Chinese New Year: The year of the Sheep
Once again we had a very successful dumpling making day at the Pre-School to mark Chinese New Year. We would like to thank the following parents and grandparents for their help:
Antonio’s mum Natasha; Emily’s Grandma, Geoffrey’s parents Sean and Vivian; Imogen and Kate’s mum Lucy: Sienna’s mum Katrina; Sophia’s mum Laura; Angel’s Grandad; Teruma’s mum Akiko; Waide’s mum Megan; Xahkyrus‘s mum Roberta, and of course Yi, Liwen, Grace, Oliva, and Hannah. Please accept my apologies if I left anyone out.
What impresses me the most about this dumpling day is the enthusiasm shown from the children who have done this before. You would think that they would be a bit ho-hum (ma ma hu hu) about it, but if anything they are more excited than the first timers. This tells us that this activity has all the factors of a ‘cool’ learning experience. It is fun, skilful, meaningful and achievable. Children (like adults) are motivated to do things we value as worthwhile.
Grace talked to the Children about it being the year of the sheep and placed a wee artist impression of a sheep next to the art easel where she had placed some black and white paint. Do have a look at the children’s resulting masterpieces on the wall. They are a wonderful example of children being motivated by the model but being able to paint their own impression of a sheep because the model has not been too prescriptive. Some even decided that black and white was too limited! Children’s drawings and paintings tell us so much about their knowledge, understanding and skill levels which is why it is so important that we don’t make or model for them. When a teacher draws for children they risk having children accept their drawing as the ‘right’ way to draw that object and often discount their own knowledge. When you look at the children’s paintings you will see that they are all wonderfully different and insightful with little details added that are important to them.
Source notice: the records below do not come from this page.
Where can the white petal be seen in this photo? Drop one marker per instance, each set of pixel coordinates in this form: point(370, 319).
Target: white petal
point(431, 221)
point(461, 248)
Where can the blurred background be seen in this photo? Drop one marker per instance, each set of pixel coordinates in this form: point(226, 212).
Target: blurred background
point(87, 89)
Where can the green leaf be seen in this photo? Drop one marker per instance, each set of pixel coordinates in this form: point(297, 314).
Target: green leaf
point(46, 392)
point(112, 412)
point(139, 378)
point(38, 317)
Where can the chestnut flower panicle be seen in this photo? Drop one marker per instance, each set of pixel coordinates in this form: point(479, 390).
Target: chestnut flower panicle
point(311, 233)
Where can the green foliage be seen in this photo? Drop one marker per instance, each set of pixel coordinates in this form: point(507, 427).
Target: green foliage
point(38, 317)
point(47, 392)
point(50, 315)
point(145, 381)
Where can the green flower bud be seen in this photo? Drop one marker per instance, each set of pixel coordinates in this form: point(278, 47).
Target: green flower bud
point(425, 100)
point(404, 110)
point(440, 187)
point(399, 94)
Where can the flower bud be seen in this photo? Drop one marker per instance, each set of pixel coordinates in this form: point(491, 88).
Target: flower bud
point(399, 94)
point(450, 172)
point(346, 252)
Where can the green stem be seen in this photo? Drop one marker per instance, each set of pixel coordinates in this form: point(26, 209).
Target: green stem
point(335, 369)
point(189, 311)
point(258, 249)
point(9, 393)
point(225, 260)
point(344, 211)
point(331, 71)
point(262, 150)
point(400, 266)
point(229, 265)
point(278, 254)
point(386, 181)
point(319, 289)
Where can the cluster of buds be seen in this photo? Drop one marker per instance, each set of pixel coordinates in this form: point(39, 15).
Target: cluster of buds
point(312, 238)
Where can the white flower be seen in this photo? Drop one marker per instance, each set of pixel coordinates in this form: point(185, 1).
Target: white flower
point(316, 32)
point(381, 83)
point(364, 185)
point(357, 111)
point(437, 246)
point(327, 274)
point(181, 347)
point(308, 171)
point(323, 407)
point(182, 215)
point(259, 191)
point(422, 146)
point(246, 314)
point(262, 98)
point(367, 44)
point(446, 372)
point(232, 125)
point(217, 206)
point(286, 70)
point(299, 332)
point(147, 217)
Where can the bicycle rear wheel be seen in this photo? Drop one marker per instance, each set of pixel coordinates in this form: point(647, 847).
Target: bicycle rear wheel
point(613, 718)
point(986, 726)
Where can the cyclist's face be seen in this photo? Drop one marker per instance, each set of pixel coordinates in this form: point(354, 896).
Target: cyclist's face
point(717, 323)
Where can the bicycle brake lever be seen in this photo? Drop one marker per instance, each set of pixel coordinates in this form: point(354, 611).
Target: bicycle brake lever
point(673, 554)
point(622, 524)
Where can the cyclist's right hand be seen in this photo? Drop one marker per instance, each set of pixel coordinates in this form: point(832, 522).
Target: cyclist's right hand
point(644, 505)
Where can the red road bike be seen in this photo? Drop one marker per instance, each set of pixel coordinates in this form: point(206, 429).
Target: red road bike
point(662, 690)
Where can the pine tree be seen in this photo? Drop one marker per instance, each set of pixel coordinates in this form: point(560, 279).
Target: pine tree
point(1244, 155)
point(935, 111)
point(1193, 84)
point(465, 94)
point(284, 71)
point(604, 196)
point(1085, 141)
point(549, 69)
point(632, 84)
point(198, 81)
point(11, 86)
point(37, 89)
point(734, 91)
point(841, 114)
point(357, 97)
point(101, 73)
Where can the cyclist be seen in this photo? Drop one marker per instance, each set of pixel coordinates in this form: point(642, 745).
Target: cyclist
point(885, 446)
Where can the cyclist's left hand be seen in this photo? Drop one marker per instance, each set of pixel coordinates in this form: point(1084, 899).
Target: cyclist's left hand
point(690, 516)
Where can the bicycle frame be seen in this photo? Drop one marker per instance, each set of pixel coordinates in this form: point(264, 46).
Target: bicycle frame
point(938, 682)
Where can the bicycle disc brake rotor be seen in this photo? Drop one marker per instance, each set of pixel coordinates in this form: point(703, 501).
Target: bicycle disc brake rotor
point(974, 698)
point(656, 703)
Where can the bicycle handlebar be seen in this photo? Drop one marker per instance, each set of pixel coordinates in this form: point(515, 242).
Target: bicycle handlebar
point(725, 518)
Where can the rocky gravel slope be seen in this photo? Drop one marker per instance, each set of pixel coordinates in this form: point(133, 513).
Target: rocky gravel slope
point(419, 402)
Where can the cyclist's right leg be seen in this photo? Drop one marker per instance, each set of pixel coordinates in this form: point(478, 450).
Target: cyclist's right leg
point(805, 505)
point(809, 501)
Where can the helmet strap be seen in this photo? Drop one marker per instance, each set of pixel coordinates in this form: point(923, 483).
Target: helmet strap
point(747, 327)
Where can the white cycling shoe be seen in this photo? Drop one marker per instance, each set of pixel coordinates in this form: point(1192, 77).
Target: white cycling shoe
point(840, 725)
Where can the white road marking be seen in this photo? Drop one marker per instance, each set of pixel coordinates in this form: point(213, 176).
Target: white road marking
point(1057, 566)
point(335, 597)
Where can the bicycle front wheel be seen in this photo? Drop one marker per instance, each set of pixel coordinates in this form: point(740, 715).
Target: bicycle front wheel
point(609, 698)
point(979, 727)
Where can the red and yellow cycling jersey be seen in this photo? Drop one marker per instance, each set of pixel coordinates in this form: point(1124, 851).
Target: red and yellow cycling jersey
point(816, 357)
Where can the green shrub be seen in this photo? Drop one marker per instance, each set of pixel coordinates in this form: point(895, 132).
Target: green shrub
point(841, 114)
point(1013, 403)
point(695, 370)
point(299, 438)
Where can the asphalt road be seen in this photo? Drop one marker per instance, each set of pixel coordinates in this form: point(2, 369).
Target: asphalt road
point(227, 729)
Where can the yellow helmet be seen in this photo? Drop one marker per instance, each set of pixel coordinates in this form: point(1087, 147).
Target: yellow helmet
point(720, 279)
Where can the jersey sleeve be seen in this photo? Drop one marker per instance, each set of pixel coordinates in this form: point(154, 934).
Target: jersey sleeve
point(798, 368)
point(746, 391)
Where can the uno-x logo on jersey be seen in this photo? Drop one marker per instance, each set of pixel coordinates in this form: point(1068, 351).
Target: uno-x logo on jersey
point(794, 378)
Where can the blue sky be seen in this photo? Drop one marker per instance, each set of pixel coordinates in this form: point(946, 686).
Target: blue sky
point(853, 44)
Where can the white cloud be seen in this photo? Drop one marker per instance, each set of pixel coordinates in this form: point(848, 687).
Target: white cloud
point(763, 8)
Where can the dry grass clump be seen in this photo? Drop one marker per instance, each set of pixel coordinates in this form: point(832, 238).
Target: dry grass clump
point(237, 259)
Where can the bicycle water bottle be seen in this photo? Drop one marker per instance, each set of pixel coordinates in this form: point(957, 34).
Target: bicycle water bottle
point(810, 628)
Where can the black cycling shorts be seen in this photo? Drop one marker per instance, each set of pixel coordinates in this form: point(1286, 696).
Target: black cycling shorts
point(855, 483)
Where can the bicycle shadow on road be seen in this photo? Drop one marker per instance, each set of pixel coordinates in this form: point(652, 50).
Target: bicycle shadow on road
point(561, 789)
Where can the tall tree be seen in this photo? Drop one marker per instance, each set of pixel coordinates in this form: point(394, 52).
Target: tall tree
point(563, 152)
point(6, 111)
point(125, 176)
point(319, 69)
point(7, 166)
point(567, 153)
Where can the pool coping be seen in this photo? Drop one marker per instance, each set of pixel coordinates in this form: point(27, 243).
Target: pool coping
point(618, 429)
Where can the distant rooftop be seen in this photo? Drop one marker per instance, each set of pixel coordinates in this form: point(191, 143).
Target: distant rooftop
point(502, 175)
“It took me 70 years to draw like a child”
Crown Street Day Spa:
I was visiting with the Toddlers a couple of weeks back and I must say it was a very relaxing experience:
I sat in the sandpit where Jenny and I had set the water up so it was just trickling through the hose. When we put a pot under the trickle we got that lovely running water sound that you get from the water features in (usually very expensive) day spas. Jasmine came to the sandpit, and after complaining that the water was “too little” collected some in one of the stainless steel bowls and sitting on the stump placed her feet in the bowl of water, completing for me the image of an expensive day spa. The morning sunlight was filtering through the tree, and for a short time we just sat there listening to the water and the cicadas in the tree. It was bliss!
It got me thinking of how lucky we are to have that magnificent old Horse Chestnut tree in the toddler’s playground. It not only provides valuable shade in summer, but cloaks everything in a gorgeous shade of green. It attracts bird and insect life and the children learn about the seasons as they play underneath it. Everyone needs a magic place to retreat to where they can withdraw and watch the world go by, which is what we have tried to achieve in the formation of our playgrounds, and we would encourage our parents to consider this when designing their gardens. I often see little ones squatting under the fairy bamboo where they take on an almost trance like state, or crouching behind the feijoa tree examining a leaf or an insect they have found. Children instinctively know that these special places in nature restore their soul, but somewhere along the way most of us get caught up in our lives so that we forget the natural healing effect of sitting with our feet in cool running water under the canopy of trees and so have to resort to paying for expensive day spas. We warmly welcome you to enjoy the ‘Crown Street Day Spa’ at the end of a hectic day. I can thoroughly recommend it and it’s free!
Comings and Goings:
We would like to wish Chloe, Kane, Meigan, Monty M, Stephanie all the best for their next learning journey at primary school, and would like to extend a warm welcome to the following children and their families: Arietty, Esther, Mila, Lydia, Nolan, Henry, Lydia, Eva-Lucia, and Summer.
We look forward to getting to know you and making your time with us a memorable one.